Brandeis receives grant to enhance diversity, equity and inclusion in STEM classes

Brandeis University has received a $20,000 grant from the Association of American Universities (AAU) to complement and enhance current efforts at the university to foster student success in STEM.

Through the grant, Brandeis will implement a program of student-faculty pedagogical partnerships. Faculty and students will work together, as partners, to improve instruction and inclusivity in a set of selected courses.

“This grant will enable Brandeis to better help faculty to support students enrolled in STEM education,” said Irving R. Epstein, the Henry F. Fischbach Professor of Chemistry and Howard Hughes Medical Institute Professor. “We know that nationally, less than half of the students who enter university planning to major in science, technology, engineering and mathematics actually complete a STEM major. We at Brandeis have been dedicated to improving our students’ ability to succeed in those fields.”

Prior to the start of the fall 2019 semester, students and faculty paired in the AAU grant-supported program will participate in workshops designed by Alison Cook-Sather, Woodworth Professor of Education at Bryn Mawr College. During the semester, the student partners will attend class and take notes on what is working well and what could be improved.

Each student-faculty partnership will meet weekly to share observations about how the course is going and how it might be strengthened. These meetings are expected not only to provide criticism of aspects of the course that are less than ideal, but equally important, to affirm and reinforce features of the course that contribute positively to student learning and involvement.
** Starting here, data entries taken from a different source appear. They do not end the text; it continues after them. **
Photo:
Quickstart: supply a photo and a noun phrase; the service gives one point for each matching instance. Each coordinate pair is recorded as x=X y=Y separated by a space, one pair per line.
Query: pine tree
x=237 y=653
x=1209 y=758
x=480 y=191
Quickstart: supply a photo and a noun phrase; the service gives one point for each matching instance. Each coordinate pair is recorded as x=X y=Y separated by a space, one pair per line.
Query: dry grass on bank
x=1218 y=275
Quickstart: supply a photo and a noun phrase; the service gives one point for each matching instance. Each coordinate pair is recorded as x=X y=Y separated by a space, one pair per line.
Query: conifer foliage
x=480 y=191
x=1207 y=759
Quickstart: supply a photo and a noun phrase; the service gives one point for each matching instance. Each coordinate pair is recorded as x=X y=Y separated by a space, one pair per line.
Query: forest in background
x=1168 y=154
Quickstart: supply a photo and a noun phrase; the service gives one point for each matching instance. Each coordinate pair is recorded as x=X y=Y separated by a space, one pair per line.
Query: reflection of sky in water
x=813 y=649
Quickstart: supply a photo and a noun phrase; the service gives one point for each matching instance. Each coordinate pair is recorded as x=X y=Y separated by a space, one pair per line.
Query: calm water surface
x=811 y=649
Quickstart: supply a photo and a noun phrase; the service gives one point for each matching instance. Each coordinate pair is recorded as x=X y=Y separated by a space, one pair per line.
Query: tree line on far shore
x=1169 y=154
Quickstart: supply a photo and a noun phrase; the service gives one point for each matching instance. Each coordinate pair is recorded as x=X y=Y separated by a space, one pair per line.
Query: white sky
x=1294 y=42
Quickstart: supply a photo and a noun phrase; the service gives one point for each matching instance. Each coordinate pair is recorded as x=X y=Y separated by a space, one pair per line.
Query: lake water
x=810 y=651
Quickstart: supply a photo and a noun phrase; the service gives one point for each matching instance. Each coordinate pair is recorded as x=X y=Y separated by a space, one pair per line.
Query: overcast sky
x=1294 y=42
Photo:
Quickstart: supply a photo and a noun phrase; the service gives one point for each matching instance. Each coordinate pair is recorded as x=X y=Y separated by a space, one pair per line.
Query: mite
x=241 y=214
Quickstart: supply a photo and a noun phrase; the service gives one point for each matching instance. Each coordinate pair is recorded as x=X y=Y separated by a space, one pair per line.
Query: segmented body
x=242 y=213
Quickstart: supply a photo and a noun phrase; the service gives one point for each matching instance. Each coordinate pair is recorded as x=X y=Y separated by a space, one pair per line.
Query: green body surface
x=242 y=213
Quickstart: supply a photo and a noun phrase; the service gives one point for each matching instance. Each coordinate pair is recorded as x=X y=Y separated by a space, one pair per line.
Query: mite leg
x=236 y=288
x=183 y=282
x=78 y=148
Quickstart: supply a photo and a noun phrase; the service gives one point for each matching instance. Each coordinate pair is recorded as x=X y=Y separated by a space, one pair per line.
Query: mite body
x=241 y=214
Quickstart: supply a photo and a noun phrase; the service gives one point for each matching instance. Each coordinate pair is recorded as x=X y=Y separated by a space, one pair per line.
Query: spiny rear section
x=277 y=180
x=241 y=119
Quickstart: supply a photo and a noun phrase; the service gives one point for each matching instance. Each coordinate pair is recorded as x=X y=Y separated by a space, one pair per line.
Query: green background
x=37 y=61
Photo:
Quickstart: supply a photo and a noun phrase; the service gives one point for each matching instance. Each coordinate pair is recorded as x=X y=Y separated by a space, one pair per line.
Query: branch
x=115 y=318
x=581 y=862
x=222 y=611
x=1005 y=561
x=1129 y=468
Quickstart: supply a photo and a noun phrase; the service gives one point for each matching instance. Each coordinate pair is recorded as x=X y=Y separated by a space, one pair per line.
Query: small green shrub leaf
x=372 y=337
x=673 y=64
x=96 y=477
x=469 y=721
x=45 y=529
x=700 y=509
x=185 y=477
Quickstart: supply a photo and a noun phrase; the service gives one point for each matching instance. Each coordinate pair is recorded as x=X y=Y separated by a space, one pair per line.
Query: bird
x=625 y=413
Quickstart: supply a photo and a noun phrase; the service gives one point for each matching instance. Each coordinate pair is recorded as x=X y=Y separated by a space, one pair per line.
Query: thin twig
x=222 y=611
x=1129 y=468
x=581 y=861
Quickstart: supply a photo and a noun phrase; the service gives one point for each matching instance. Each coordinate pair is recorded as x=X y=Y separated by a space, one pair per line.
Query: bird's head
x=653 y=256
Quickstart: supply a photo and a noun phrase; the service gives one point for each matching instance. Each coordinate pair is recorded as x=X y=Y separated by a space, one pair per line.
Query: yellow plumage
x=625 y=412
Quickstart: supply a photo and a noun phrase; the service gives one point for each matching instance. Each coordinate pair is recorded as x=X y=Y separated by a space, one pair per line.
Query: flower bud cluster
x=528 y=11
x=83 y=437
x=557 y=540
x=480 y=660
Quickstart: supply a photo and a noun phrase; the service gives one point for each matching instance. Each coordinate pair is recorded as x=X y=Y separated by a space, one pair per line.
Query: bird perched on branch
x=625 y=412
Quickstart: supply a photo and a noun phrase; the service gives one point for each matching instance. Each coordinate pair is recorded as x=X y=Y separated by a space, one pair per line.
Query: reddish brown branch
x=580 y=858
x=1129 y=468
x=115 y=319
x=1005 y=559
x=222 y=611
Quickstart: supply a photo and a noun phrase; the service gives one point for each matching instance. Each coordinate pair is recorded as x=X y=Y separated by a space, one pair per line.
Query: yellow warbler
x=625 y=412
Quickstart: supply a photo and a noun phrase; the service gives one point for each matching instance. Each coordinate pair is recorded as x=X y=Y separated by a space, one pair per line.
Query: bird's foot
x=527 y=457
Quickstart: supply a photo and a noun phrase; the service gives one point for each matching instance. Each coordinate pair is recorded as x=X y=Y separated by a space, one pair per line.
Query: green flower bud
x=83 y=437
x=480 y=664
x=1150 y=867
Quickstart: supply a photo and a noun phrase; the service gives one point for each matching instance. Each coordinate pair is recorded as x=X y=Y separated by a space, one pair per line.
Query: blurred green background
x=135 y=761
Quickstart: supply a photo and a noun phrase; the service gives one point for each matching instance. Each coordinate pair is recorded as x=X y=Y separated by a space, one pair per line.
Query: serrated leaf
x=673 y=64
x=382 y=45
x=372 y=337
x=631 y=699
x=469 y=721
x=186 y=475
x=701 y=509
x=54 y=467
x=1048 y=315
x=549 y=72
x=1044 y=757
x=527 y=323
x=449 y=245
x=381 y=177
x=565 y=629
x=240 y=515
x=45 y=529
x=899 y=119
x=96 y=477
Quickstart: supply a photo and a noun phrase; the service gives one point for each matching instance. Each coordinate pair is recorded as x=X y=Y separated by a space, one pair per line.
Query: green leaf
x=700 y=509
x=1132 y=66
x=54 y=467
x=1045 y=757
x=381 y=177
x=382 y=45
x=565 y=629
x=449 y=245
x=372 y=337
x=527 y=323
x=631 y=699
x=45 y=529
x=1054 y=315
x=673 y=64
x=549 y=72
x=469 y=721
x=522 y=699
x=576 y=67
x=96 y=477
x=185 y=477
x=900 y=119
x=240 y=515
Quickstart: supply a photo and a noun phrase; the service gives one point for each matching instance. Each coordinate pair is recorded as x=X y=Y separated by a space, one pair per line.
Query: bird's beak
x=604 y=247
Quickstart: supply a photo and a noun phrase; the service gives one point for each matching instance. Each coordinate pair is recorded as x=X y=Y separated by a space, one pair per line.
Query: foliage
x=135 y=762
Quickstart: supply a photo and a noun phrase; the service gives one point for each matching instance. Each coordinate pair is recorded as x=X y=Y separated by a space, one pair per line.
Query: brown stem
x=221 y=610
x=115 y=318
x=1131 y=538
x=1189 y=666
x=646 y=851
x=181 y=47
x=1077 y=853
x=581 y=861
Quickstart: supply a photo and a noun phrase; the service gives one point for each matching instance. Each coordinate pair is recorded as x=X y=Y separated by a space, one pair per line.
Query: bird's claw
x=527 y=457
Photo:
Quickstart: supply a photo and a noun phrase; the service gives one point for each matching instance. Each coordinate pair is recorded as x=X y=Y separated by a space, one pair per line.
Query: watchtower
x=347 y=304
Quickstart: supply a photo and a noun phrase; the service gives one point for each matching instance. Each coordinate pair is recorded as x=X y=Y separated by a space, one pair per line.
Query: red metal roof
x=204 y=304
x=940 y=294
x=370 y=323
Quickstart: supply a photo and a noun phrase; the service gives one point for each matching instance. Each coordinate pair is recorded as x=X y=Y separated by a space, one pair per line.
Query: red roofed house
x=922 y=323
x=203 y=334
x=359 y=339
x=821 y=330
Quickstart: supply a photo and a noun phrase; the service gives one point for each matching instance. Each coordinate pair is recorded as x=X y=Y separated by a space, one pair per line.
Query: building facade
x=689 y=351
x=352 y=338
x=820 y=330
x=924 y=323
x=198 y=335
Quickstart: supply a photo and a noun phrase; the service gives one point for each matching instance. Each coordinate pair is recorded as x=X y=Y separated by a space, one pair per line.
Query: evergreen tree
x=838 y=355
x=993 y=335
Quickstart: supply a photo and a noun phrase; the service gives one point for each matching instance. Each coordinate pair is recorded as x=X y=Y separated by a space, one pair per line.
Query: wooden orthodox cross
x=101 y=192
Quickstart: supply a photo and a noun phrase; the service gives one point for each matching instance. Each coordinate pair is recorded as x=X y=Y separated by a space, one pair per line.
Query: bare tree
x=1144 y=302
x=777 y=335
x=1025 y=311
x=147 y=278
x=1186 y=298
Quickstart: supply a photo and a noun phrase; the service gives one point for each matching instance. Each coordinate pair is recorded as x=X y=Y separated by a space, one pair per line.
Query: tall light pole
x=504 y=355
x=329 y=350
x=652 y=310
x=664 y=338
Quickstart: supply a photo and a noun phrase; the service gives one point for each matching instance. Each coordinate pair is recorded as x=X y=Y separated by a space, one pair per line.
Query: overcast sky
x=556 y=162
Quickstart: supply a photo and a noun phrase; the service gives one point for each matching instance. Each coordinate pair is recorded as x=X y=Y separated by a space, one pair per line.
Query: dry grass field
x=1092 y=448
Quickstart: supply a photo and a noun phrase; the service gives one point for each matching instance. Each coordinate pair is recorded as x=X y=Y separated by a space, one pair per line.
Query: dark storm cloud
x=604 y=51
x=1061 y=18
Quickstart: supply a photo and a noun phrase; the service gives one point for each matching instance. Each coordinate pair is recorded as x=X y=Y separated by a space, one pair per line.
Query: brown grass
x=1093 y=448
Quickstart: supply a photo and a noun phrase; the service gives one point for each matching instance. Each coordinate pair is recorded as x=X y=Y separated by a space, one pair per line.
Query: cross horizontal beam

The focus will be not only on issues of curriculum and pedagogy but also on how to make the classroom more welcoming and responsive to students with diverse backgrounds and levels of preparation.

Project leaders are Epstein; Melissa S. Kosinski-Collins, Professor of Biology; and Kim Godsoe, Associate Provost for Academic Affairs.

Brandeis has been involved in efforts to strengthen STEM education for over a decade. STEM Posse, a cohort-based model for enhancing the success of students through innovative selection, pre-college preparation and mentoring, began at Brandeis in 2006 and has now been adopted by 10 other schools across the country. The AAU grant follows on the heels of a $1 million grant from the Howard Hughes Medical Institute’s Inclusive Excellence Initiative, received in June 2018, aimed at supporting more students in the sciences.